Monday, July 19, 2010

On Economic Bias: I am Poor, Not Stupid

This Chick has Balls!

Not only is she courageous enough to blog about the difficulty of living in an inherently evil (greed-based) society, she even had the cajones put her little photo up next to it.

You Go Girl!

By: fotojunkie

I have experienced times where my economic status left something to be desired. I have been on food stamps, welfare, gone to the food bank to feed my children, gone to a local church to get warm clothes for my kids for winter and signed up with the Salvation Army to have Christmas presents for my children. Yes, I did live a life at one time, it seems eons ago, where I was proud, maybe even arrogant, but, as the old saying goes, pride comes before a fall. I have learned humility over the years, particularly the last ten or so. It seems at times that Life has humbled me time and again. I have gained, though, a certain strength of character that can only come from experience and hard times.

What has repeatedly amazed me is the way some people feel they can treat me because I have come to them for help or they see me as someone ‘poor.' It seems that there is a distinct economic bias against those who are poverty stricken. Apparently, we are unable to comprehend what is told to us, we cannot think for ourselves and we are uneducated and stupid. Well, I can assure you that I am not stupid. I may currently be having some economic troubles, but I have a college education and am quite intelligent.

Case in point: I once signed with an agency that will provide free prescriptions to those who cannot afford medication. I called the place to see how long it general takes to pick up a prescription that had already been called in to be refilled. I had been at doctor's appointments all day, since early morning. I was in poor health and had had several medical tests run. I was actually calling between appointments and was on my way to another appointment. When I spoke to the woman on the phone I told her that I had to get the medication and she told me, "Well, you knew that you had this appointment this afternoon, you should have gotten up and come by here this morning." I was taken aback. I felt compelled to explain to her that I had been at appointments all day and this was my first opportunity. She still kept her haughty manner. It seems that when you must go to such an agency to get help they can treat you any way that they wish.
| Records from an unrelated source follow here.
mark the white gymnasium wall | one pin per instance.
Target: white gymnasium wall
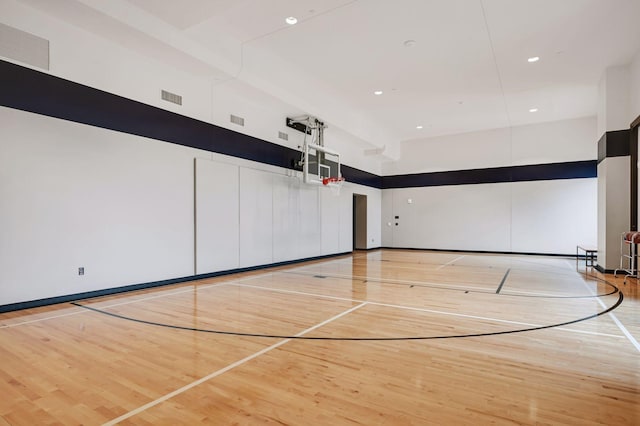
(217, 216)
(536, 217)
(77, 196)
(125, 208)
(86, 58)
(634, 78)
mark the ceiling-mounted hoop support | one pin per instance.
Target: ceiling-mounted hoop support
(314, 162)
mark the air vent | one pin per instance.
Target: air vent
(237, 120)
(171, 97)
(24, 47)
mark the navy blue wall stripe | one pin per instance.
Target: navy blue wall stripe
(41, 93)
(30, 90)
(572, 170)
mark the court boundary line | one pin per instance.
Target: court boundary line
(453, 287)
(413, 308)
(227, 368)
(621, 326)
(143, 299)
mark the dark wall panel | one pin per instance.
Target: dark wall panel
(41, 93)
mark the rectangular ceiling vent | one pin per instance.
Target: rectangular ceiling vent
(171, 97)
(24, 47)
(237, 120)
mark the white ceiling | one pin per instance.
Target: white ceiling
(467, 71)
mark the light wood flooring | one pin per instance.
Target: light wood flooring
(386, 337)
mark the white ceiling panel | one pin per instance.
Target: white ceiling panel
(467, 69)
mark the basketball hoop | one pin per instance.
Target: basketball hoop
(334, 183)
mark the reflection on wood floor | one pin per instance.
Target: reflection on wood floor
(383, 337)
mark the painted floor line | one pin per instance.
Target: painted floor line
(225, 369)
(411, 308)
(621, 326)
(450, 262)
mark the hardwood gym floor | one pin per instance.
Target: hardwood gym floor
(387, 337)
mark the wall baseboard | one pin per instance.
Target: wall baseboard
(133, 287)
(573, 255)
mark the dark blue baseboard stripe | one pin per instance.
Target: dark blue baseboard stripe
(525, 253)
(552, 171)
(116, 290)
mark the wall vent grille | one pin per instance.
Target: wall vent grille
(237, 120)
(171, 97)
(24, 47)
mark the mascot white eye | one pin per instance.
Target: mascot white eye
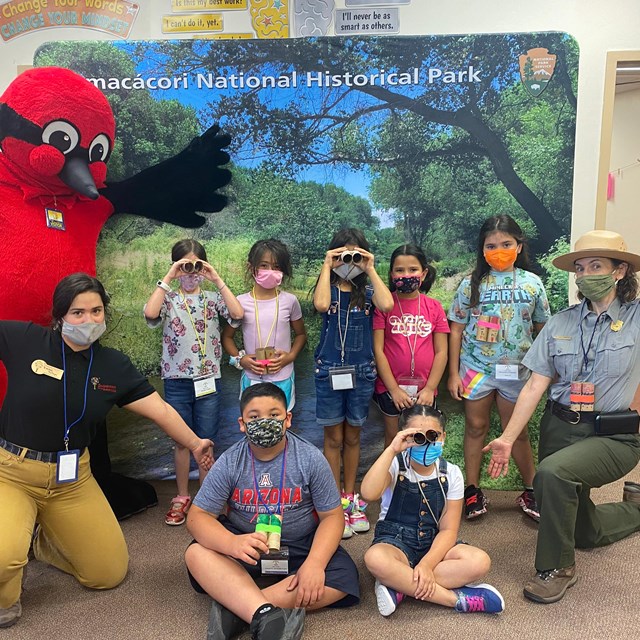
(61, 135)
(99, 149)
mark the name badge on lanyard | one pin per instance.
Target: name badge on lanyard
(67, 466)
(204, 385)
(342, 378)
(507, 372)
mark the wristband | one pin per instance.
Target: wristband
(234, 361)
(164, 286)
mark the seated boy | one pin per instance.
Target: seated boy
(415, 550)
(269, 473)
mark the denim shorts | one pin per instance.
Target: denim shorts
(201, 415)
(352, 405)
(340, 573)
(479, 385)
(403, 538)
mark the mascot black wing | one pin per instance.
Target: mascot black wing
(174, 190)
(57, 131)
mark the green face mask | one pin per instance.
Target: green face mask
(596, 287)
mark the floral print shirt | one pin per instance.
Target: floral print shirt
(182, 316)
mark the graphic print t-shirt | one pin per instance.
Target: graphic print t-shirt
(308, 487)
(517, 303)
(415, 319)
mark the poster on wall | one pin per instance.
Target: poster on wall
(415, 139)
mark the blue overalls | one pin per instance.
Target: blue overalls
(352, 405)
(409, 524)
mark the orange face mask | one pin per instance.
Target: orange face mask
(501, 259)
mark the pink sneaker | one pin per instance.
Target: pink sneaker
(177, 513)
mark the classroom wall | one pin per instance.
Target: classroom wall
(598, 27)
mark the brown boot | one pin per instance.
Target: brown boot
(550, 586)
(631, 492)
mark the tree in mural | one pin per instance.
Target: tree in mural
(394, 131)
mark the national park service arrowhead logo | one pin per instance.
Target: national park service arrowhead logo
(536, 69)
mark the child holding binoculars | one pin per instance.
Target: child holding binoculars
(191, 351)
(345, 371)
(271, 487)
(409, 342)
(269, 316)
(415, 550)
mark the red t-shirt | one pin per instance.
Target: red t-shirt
(414, 319)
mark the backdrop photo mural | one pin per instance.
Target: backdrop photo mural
(414, 139)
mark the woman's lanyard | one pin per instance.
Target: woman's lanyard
(67, 426)
(202, 346)
(585, 352)
(343, 338)
(503, 323)
(273, 324)
(280, 506)
(412, 348)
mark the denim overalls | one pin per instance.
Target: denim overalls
(409, 524)
(333, 407)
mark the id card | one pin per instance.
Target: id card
(204, 385)
(275, 562)
(67, 466)
(507, 372)
(411, 386)
(342, 378)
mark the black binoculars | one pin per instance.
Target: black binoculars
(349, 257)
(192, 267)
(429, 436)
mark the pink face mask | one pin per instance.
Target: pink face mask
(190, 282)
(268, 278)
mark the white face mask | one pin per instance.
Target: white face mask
(347, 271)
(83, 334)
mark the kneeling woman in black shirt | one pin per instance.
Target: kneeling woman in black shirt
(62, 383)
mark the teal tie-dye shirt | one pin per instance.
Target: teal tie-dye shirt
(518, 305)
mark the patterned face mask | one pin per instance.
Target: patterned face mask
(264, 432)
(406, 284)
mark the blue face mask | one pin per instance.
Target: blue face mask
(426, 454)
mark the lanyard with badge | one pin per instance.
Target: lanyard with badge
(205, 383)
(276, 560)
(492, 326)
(68, 460)
(582, 394)
(264, 352)
(412, 384)
(342, 378)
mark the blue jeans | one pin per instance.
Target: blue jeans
(201, 415)
(352, 405)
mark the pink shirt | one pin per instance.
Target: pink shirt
(280, 330)
(405, 326)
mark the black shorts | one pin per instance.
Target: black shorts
(385, 404)
(341, 572)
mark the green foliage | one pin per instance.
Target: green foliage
(556, 282)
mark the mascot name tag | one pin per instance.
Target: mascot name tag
(55, 219)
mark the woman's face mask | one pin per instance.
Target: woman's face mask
(83, 334)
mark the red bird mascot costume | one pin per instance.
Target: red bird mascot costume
(56, 135)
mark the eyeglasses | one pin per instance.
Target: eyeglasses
(429, 436)
(194, 266)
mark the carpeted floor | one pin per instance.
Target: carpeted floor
(155, 601)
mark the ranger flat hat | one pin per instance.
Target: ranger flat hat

Another time I got food stamps in Louisiana. The worker talked down to me from the beginning. I was polite and kind to her, but she called me the day after my case was approved to tell me that she went ahead and approved me even though I did not provide the information that she told me to provide. I told her that I had given her everything that she had put on the list and she told me I was a liar. I had the list in front of me and I told her that she had no right to call me a liar. She told me I should tell the truth.

These are only two examples of how I have been treated as a person of a low financial status. However, an impoverished wallet is not indicative of an impoverished mind, values or feelings. Certain people seem to look down on those who have financial difficulty. If you are on food stamps to feed your children or need help with medication or bills or necessities, some people who work at these agencies seem to get some sort of God complex. They display an attitude that indicates that they feel that just because they are not in such a position that they are somehow better than the person that they are ‘helping.' 

Let's see, I shower, dress neatly, smile, speak with proper grammar and am friendly. I do not try to intimidate people by using an extensive vocabulary or talking over people's heads. I don't talk down to people. I look people in the eye. I am kind and respectful to everyone, poor, wealthy, behind a desk or on the street. In short, I give no one any reason to treat me the way that I have been treated by those who ‘help others.' Over the years I have had a husband who did not work, was a single mother looking for work, got laid off of a great job and was ill and could not work. I have also worked but my salary was not enough to pay the bills and feed the kids. In the real world you can't always wrap someone's life in a neat little package, all cut and dry. There are circumstances and hardships. Things happen.

Don't get me wrong, there are some people who are pure of heart and truly want to help others. They do not present any bias, are warm and make everyone feel comfortable. They treat us as equals, as if they know that were they in the same position that I would do the same for them. They act as friends, no lectures, no condescending remarks or belittling. They are truly refreshing and those are the people who are really helping others. They are the ones who inspire people like me to help others. They are the true saints.

You can't buy your way into sainthood by looking down your nose at the people you are helping. Do you think that we don't have any pride or feelings? I would like to ask these people, what makes you so much better than me? Is it because you have a job? Is it because you don't have to worry where your children's next meal will come from or how they will be clothed? Or do I make you think that someday it may be you in that chair. It is something to think about, you know. One day you have it all and in a blink of an eye it can be taken from you. Then it will be you on the other side of the desk, while someone just like you talks down to you, treats you like you are not human, treats you like you are stupid.

I don't respond to these people who treat me badly. See, this ‘stupid poor person' has integrity, strength of character and a good deal of intelligence. I see past the rude, haughty exterior to someone who is intimidated and fearful. See, I represent reality, a reality that they don't want to face. I am the reality that it can happen to anyone at any time.